Moscou 1980 et Los Angeles 1984 : Les JO de la Guerre froide
Après le dégel amorcé dans les années 1960, la Guerre froide entre Soviétiques et Américains rebat son plein dans les années 1980. Pour marquer cet antagonisme, les Américains boycottent les JO de Moscou avant que les Russes, ainsi que leurs pays satellites, en fassent de même quatre ans plus tard en Californie. Bilan : des sportifs de chaque pays qui doivent attendre huit ans pour participer à des olympiades, perdant ainsi un temps précieux dans leurs courtes carrières.
Atlanta 1996 : Coca Cola sur le toit du Monde
Douze ans après Los Angeles, les JO reviennent très vite aux Etats-Unis. Cette fois-ci, il n’y a plus de concurrence avec les Russes qui se reconstruisent après la chute de l’URSS. Au contraire, ces JO marquent la superpuissance des Américains. Comme symbole, Atlanta et son gigantesque aéroport ainsi que l’implantation historique de Coca-Cola dans la ville, la marque référence de l’américanisation du monde. Deux ans plus tôt, déjà, les Etats-Unis avaient organisé la Coupe du monde de foot : une double démonstration de l’impérialisme américain au cœurs des années 1990 au cours desquelles il est alors le seul « gendarme du monde ».
Pékin 2008 : entre menace de boycott et instrumentalisation
Pour la Chine qui s’affiche enfin en superpuissance mondiale, les JO de Pékin sont l’occasion de montrer un visage plus humain, de façon à contredire ceux qui évoquent un régime dictatorial bafouant les droits de l’Homme. Certains sportifs ou fédérations parlent de boycott sans aller jusqu’à l’exécution de leur menace. Pékin en ressort grandit et offre aussi une vitrine à certains pays en délicatesse, eux aussi, avec l’égalité : Iran, Bahreïn ou les Emirats Arabes Unis font défiler une femme en porte drapeau lors de la cérémonie d’ouverture. Un symbole qui ne dit pourtant rien de la réalité au sein de ces pays où la femme n’a pas les mêmes droits que l’homme.
Sotchi 2014 : le renouveau russe
Plus de vingt ans après la chute du communisme, la Russie de Poutine veut s’offrir une meilleure image. Au programme, l’organisation de la coupe du monde de football en 2018 mais aussi des JO d’hiver en 2014 à Sotchi. Cette cité balnéaire située sur les bords de la mer Noire n’a rien de prédestiné pour accueillir des olympiades d’hiver mais le gouvernement russe crée des structures artificielles et déplace de la glace pour organiser les compétitions.
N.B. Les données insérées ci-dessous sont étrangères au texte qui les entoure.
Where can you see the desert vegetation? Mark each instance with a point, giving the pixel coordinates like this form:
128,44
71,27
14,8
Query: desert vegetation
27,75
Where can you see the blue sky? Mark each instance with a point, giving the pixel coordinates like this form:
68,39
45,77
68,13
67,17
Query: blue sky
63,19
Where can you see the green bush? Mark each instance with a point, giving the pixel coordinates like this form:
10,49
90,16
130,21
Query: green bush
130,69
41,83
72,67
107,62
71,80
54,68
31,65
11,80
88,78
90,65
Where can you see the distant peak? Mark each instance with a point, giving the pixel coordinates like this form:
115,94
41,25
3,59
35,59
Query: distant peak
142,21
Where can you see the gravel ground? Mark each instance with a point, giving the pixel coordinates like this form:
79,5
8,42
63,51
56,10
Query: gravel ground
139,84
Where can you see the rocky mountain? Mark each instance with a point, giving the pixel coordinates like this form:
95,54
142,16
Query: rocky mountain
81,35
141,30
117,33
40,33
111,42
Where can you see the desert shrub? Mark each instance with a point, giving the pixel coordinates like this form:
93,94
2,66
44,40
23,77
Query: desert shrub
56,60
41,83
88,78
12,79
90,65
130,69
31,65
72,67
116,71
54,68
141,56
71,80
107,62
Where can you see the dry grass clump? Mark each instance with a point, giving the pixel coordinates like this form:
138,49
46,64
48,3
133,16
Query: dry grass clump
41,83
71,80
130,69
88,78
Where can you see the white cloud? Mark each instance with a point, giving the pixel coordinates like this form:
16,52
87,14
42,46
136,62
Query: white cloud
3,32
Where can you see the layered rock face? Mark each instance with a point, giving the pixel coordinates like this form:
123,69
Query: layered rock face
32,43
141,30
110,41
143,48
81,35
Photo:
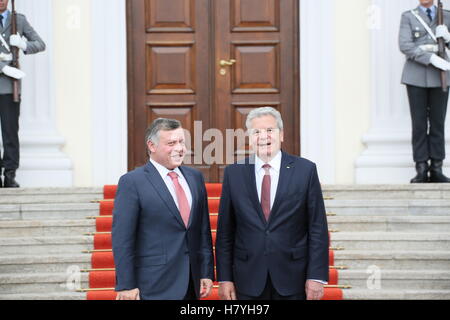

Un désastre écologique au service d’une cause géopolitique.
PyeongChang 2018 : une main tendue entre les Corées
Les JO d’hiver 2018 ont lieu à PyeongChang, au nord de la Corée du Sud, à quelques kilomètres de la frontière entre les deux Corées. Le lieu n’est pas anodin car l’idée est de marquer un rapprochement entre la dictature du Nord et la république du Sud : en guise de symbole, les athlètes des deux côtés de la frontière qui marchent main dans la main lors de la cérémonie d’ouverture, sous la bannière d’un drapeau commun.